According to an aspect of the present invention, a receiver comprising a subspace filter for filtering data includes a first basis filter. The first basis filter generates a plurality of channel estimates from received information including a current channel estimate for a current time interval. The current channel estimate is determined as a weighted average of the plurality of channel estimates using a weighting function. The weighting function is a measure of similarity between channel estimates and varying as a function of relative receiver velocity so that the weighting function has a larger magnitude for channel estimates closer in time to the current time and has a smaller magnitude for channel estimates further in time from the current time. The first basis filter outputs a first basis filter estimate responsive to the current channel estimate and the received information. The receiver includes a second basis filter, the second basis filter receiving the first basis filter estimate and generating a second basis filter estimate responsive to the first basis filter estimate.

According to an aspect of the present invention, a receiver comprising a subspace filter for filtering data includes a first basis filter. The first basis filter generates a plurality of channel estimates from received information including a current channel estimate for a current time interval. The current channel estimate is determined as a weighted average of the plurality of channel estimates using a weighting function. The first basis filter outputs a first basis filter estimate responsive to the current channel estimate and the received information. The first basis filter generates a first similarity measure between the first basis filter and a channel estimate once per symbol, the first similarity measure used to generate a correction to the first basis filter estimate. A second basis filter receives the first basis filter estimate and generates a second basis filter estimate responsive to the first basis filter estimate.
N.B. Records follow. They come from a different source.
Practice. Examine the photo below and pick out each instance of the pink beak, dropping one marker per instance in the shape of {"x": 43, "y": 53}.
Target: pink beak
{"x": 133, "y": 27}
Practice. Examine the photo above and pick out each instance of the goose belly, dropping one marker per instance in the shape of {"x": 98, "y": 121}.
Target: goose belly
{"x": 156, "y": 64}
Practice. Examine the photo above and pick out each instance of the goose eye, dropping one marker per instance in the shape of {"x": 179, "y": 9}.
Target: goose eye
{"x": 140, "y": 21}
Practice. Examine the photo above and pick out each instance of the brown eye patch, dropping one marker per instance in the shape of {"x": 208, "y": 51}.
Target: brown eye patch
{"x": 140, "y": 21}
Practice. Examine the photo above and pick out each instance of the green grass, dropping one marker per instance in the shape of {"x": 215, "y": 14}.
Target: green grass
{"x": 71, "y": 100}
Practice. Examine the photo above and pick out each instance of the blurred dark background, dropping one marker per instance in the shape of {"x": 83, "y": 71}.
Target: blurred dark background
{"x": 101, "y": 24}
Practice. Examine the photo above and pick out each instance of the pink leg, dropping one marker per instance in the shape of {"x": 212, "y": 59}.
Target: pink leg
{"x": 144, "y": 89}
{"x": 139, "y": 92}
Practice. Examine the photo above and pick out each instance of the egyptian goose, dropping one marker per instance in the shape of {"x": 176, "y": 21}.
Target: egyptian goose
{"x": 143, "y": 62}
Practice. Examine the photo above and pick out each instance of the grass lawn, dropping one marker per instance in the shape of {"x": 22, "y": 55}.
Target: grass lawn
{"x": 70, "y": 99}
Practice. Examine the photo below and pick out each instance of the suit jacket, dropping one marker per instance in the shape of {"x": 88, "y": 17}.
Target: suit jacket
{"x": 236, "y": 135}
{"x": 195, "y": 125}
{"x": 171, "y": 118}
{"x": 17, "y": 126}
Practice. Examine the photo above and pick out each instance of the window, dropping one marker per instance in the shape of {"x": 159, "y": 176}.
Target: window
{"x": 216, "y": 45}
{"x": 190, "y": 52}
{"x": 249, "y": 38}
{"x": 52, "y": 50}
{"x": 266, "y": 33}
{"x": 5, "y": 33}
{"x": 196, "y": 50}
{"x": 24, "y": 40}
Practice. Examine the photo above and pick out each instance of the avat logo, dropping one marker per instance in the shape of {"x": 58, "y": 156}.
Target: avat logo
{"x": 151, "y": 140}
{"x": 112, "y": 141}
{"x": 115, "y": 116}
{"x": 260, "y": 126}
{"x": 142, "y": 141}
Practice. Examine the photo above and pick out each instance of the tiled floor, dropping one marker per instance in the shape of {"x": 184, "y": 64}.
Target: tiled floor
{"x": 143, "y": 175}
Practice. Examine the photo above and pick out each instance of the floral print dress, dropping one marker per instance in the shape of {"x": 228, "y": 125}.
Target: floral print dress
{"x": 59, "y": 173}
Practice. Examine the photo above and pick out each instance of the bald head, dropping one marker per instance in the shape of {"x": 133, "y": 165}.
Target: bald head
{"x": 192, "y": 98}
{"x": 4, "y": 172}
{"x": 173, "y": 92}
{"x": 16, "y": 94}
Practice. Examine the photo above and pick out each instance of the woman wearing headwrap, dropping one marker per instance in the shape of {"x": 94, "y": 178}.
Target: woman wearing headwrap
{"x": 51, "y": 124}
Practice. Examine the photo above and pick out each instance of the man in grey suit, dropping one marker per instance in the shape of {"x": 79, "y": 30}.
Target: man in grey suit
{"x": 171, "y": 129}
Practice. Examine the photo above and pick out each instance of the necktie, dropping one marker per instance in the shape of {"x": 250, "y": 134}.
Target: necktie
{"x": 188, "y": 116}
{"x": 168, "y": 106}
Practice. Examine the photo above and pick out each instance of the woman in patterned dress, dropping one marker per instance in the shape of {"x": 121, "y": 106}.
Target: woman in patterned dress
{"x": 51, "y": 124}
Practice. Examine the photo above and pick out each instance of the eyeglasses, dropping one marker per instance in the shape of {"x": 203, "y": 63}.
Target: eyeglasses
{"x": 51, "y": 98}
Another aspect of the invention provides a receiver comprising a subspace filter for filtering data. The receiver comprises a plurality of basis filters including a first basis filter and a second basis filter; and a basis filter combination module that combines at least selected outputs of the plurality of basis filters to determine a subspace filter. The first basis filter generates a plurality of channel estimates from received information including a current channel estimate for a current time interval. The current channel estimate is determined as a weighted average of the plurality of channel estimates using a weighting function. The weighting function is a measure of similarity between channel estimates and varying as a function of relative receiver velocity so that the weighting function has a larger magnitude for channel estimates closer in time to the current time and has a smaller magnitude for channel estimates further in time from the current time. The first basis filter outputs a first basis filter estimate responsive to the current channel estimate and the received information and the second basis filter receives the first basis filter estimate and generates a second basis filter estimate responsive to the first basis filter estimate. The first basis filter outputs the weighting function to at least the second basis filter.